Facette d'Henri Verneuil que je ne connaissais pas : la comédie dramatique très classique des années 50, assez éloignée de tous les registres impliquant Gabin, Belmondo, Fernandel et autres Dewaere. Charles Boyer a 20 ans de plus que chez Leo McCarey dans "Elle et lui" et ne jouit plus de cette aura de séducteur face à Michèle Morgan qui en a également 20 de plus que chez Carné ou Grémillon dans "Le Quai des brumes" ou "Remorques" — mais elle s'en sort un peu mieux, grâce à son personnage. En toile de fond, on remarque la présence appuyée d'Arletty en femme de général au bord de la caricature.
Le récit est très lourdement circonscrit au cadre des prémices de la Première Guerre mondiale et se terminera d'ailleurs sur un journal glissé sous une porte avec l’annonce de l’assassinat de l'archiduc d’Autriche à la fin juillet 1914 et sur la proclamation de Jules Guesde selon laquelle "Jamais, jamais, jamais » l’Allemagne ne déclarera la guerre à la France." Boyer est un quinquagénaire sans fortune mais qui a conservé une certaine élégance, le rôle-titre qui sert dans un premier temps d'entremetteur pour un ami afin de séduire la belle Jacqueline, mais patatras il tombe amoureux d'elle et réciproquement (car elle le croît fortuné) : disons que le potentiel de surprise s'est grandement atténué avec le temps. Son élève, trahi dans un premier temps et en pleine reconquête ensuite, n'est pas d'un charisme immanent.

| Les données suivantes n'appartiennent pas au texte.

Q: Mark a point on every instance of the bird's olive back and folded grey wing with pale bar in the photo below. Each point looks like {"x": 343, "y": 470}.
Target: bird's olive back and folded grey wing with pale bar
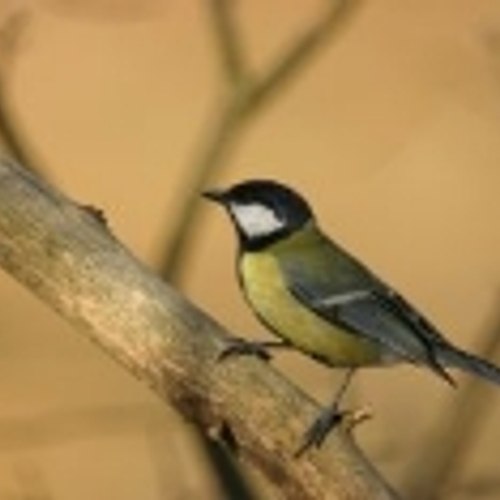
{"x": 358, "y": 301}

C'est un film tout en dialogues ciselés, certes très élégants, mais qui manquent tout de même du soupçon de spontanéité pour rendre l'ensemble fluide et sans accroc. La description de Paris à la fin de la Belle Époque, dans cette fin du XIX pas encore tout à fait évanoui, est plus intéressante que le sujet romantico-dramatique.